For the past 5 years, I have been working various jobs developing my skills as a web developer, all the while feeling underappreciated and underpaid. After discovering dividend growth investing a little over a year ago, I’ve been taking what little money I could squeeze out of my budget to invest in high quality companies. This year, my dividend income has reached a level where it can cover my occasional video game purchases. I’m finally starting to feel like I’ve made it into the next tier, which is a great feeling.

I like to imagine that, in all of spacetime, I have already reached Critical Mass level, and it’s just a matter of time and persistence until I reach my goal. You’ve accomplished all of your goals as well, you’re just not at that point on the timeline yet. Think about that next time you get anxious about where you are in your investing journey.

For more dividend investing advice, check out Dan Mac’s recent article compiling advice from many dividend bloggers including myself. You can find the article here.

Black Gold

There are 2 things you can count on, death and taxes. If we had to expand it to a third thing, it would be that Americans and the rest of the world are going to keep using Oil for the foreseeable future. Today, we’ll be looking at ConocoPhillips (COP). When it comes to natural gas and crude oil, ConocoPhillips does it all from searching to production and marketing.

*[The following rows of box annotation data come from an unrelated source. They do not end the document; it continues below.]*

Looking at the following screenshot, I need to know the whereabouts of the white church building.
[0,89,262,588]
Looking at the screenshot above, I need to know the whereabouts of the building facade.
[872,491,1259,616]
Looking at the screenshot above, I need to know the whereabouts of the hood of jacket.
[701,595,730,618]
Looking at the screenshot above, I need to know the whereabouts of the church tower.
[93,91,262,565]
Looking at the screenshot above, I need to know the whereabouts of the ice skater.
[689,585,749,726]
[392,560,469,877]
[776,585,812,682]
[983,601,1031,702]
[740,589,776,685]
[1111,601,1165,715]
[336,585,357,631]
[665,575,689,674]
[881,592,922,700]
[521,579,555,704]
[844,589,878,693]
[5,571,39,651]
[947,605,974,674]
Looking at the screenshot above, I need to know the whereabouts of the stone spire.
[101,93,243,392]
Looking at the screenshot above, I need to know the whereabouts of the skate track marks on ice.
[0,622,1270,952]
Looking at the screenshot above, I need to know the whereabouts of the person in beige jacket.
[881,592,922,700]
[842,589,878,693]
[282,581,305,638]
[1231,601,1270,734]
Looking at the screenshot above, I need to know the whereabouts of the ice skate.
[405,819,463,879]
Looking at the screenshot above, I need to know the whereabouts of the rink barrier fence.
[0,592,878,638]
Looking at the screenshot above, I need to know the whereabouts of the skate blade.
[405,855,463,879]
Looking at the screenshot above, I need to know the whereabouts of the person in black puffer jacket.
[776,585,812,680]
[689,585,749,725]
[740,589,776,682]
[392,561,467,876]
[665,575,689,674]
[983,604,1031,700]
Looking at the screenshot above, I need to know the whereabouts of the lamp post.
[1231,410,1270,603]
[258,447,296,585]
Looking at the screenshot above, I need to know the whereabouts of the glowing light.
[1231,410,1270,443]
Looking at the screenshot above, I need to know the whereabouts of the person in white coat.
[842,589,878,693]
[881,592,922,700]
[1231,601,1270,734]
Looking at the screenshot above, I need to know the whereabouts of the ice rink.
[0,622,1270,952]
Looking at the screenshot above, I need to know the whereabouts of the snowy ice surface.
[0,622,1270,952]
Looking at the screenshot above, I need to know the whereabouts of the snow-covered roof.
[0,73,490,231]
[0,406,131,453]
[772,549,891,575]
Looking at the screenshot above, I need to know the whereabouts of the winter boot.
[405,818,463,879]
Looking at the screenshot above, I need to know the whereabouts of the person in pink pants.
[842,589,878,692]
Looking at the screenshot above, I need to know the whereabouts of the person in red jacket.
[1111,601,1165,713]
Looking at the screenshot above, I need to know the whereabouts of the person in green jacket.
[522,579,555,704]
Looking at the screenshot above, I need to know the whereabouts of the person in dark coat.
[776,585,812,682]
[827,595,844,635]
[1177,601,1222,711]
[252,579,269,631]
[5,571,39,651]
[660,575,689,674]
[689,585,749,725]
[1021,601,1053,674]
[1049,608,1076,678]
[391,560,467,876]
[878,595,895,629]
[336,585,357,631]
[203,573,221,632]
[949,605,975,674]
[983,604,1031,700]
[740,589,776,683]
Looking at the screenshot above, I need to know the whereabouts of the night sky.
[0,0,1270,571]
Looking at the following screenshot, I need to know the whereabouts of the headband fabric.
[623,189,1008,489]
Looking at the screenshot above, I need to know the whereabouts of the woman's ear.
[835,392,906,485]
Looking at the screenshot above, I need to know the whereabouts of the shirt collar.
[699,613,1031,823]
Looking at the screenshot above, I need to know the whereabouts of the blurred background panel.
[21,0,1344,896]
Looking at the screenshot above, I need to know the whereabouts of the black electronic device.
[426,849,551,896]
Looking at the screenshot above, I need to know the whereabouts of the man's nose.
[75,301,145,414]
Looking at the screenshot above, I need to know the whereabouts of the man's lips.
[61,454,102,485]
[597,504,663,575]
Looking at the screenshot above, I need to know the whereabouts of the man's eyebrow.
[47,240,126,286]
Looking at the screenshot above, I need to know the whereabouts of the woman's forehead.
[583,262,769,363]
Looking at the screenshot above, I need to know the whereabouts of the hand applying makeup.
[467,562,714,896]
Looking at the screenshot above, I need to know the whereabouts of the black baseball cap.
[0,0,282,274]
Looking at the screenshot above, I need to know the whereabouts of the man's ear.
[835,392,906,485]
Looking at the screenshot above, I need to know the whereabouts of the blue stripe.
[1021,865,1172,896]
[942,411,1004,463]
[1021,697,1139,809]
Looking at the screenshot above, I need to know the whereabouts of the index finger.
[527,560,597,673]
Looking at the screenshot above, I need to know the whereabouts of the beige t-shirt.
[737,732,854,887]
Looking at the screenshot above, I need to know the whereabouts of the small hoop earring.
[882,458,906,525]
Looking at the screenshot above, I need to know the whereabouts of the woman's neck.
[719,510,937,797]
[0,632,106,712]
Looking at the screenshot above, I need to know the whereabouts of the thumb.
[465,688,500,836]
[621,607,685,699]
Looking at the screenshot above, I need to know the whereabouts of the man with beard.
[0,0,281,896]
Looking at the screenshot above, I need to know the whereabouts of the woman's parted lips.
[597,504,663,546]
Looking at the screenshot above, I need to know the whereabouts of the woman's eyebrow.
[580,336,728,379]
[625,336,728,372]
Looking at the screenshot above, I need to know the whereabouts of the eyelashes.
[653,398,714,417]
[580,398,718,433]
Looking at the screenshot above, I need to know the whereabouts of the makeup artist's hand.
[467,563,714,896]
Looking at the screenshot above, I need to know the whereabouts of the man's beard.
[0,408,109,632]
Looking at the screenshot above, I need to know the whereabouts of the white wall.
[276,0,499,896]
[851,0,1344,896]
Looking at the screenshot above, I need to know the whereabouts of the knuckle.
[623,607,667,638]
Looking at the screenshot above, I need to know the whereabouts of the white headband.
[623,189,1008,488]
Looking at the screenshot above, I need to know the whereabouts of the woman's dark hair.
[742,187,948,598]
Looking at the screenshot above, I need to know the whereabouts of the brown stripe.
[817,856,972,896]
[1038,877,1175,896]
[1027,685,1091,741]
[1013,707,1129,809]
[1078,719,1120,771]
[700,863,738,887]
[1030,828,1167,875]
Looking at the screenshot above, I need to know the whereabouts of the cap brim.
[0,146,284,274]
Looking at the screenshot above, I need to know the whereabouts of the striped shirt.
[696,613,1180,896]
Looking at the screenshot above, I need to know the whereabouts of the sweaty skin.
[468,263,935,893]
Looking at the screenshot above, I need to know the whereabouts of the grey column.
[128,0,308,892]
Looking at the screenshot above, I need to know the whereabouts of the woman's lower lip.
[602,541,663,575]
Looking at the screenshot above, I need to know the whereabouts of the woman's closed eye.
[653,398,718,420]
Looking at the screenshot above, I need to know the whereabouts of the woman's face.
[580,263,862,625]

One thing that drew me to COP is the low current P/E Ratio of 10.8, well below the 20 I usually aim for. Before we get too excited though, their PEG Ratio (which is based on projected growth) sits somewhere between 1.72 and 2.23 (depending on your source), which may still point to the stock being overvalued at the current price. I usually won’t raise an eyebrow for the PEG Ratio unless it’s over 2 since it’s being based on speculation.

What’s most important to me is the dividend. The current yield is about 3.9%, which is pretty nice. They have increased dividend distributions for the past 12 years, and dividend growth over the past 10 years has averaged over 17% per year. Last year’s dividend raise was significantly lower at 4.5%. The payout ratio is 48% based on last year’s EPS of 5.7 and the current quarterly dividend of $0.69. With this conservative calculation, there is still plenty of room to increase the dividend payment each year.

If you invested $1000 in this stock 10 years ago and reinvested all dividends, you would now have about 72.82 shares worth $5072.28 paying out $198.80 in dividends each year.

I’ll continue to analyze stocks on my watch list before making my first purchase in April.

In other news, my wife and I are looking to potentially buy a house later this year, which means the stock purchases I report in this blog will probably only be held for a short time. I intend to rebuild the portfolio after the down payment, but this will affect my strategy for this year. As such, a high yield stock like COP may be a good fit for this time frame. I have my individual account as well, so when the time comes, I will probably only sell the companies that are overvalued at the time of selling.